Thursday, July 26, 2007

Some sketches from yesterday

I reworked the curlew sketch and added watercolour, and did another of one of the House Swifts from yesterday. Here they are.

Wednesday, July 25, 2007

Penang, 15th and 25th July, 2007

Work and wet weather have put a stop on my birding exploits since returning from Sabah, but I've managed to get out a couple of times just lately, to check out whether the waders have started to arrive yet.

A visit to the Tanjung Tokong site on July 3rd revealed 17 Whimbrel, 14 Common Redshank and 4 Little Egrets, all over-summering birds I would guess.

Then, on the 15th, I joined a MNS bird group visit to Teluk Air Tawar up to Kuala Muda, across on mainland Penang. We found a total of 17 Eurasian Curlews (+4 other unidentified curlews), 1 Whimbrel and 3 Redshanks, but again, these were probably over-summering birds. There were a few Barn Swallows about, and three Common Terns offshore at Kuala Muda, and these were more likely returning migrants.

Eurasian Curlews at Bagan Belat

The very long-billed bird just right of centre is probably a female.

There's quite a size difference between the two birds on the right. The smaller bird is probably a male.

I took my pencils with me and did a bit of sketching for the first time in ages. These are a Little Heron, a mangrove sapling, and a view of Penang Island across the strait.

And a couple of attempts at the curlews.

The flow of the Sungai (River) Muda is regulated by a large weir just inland of the coast. This has become the site of a nesting colony of House Swifts, with a few swiftlets mixed in.

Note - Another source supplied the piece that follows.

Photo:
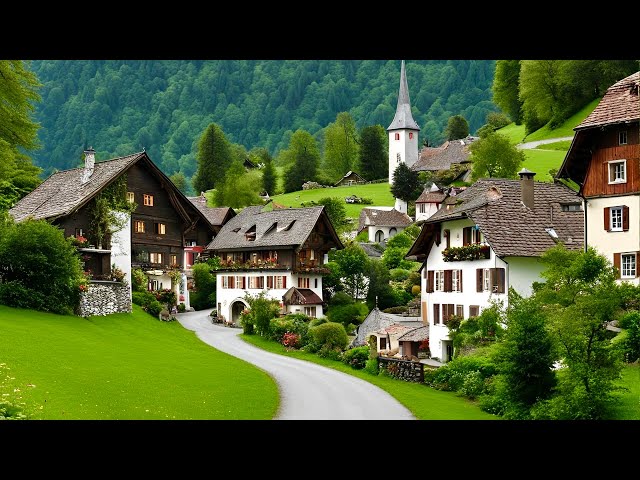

We witnessed the tragic sight of one of the House Swifts misjudging the flow of the water as it dipped down to drink, and it ended up literally 'in the drink'! It appeared to be able to make some headway in the water by flapping its wings, but the water was turbulent, and seemed to be sending in round in circles. As we watched this, some fisherman handed us another House Swift that they had rescued earlier, so apparently this is a regular occurrence. The bird was wet through and exhausted but apparently otherwise unharmed. I left it in my car to dry out, and when I took it out half an hour later, it flew off strongly.

Drying out on the back seat of my car!

A close-up of the head. One of the interesting things we noticed was the absence of rictal bristles around the gape. Many bird which catch insects in flight have stiff bristles around the gape, presumably to protect the eyes and guide the prey into the mouth.

Many swifts could be seen to have a bulging throat, presumably full of insects being collected for the nestlings.

Another bird with a mouthful! I took these pictures by pre-focusing my camera and waiting for the birds to fly into focus. Of course I deleted many more than I kept, but the joy of digital is that you can afford to do this!

Quite a lot of birds were carrying feathers, always white feathers rather curiously. I wondered where they got these feathers from - some local chickens nearby perhaps? Also, from the number of birds carrying feathers, I got the impression they weren't just carrying them straight to the nest, but kind of parading around with them, as if they were part of a display or courtship ritual.

Almost all the birds were in both wing and body moult. This bird is missing most of its greater coverts. We can also see that it has completed its secondary moult, and has started primary moult - the inner three on each wing are new. Notice how worn the old outer primaries are.

Here's a view of the underwing. On the far wing we can see the newly moulted, blackish inner primary coverts and inner three primaries. The fourth, not yet half grown, is just visible. The rather mottled body colour is caused by a mixture of old, brown feathers and new, blackish ones.

Another bird at a very similar stage of moult.

This view shows how close the birds come to the foaming water. Accidents will happen!

A view of the underbody of a swiftlet. Swiftlets are far less common at this site. There are a couple of species this could be - Black-nest Swiftlet or Germain's/White-nest Swiftlet, depending on your taxonomy! Unfortunately they can only be safely identified at the nest or in the hand!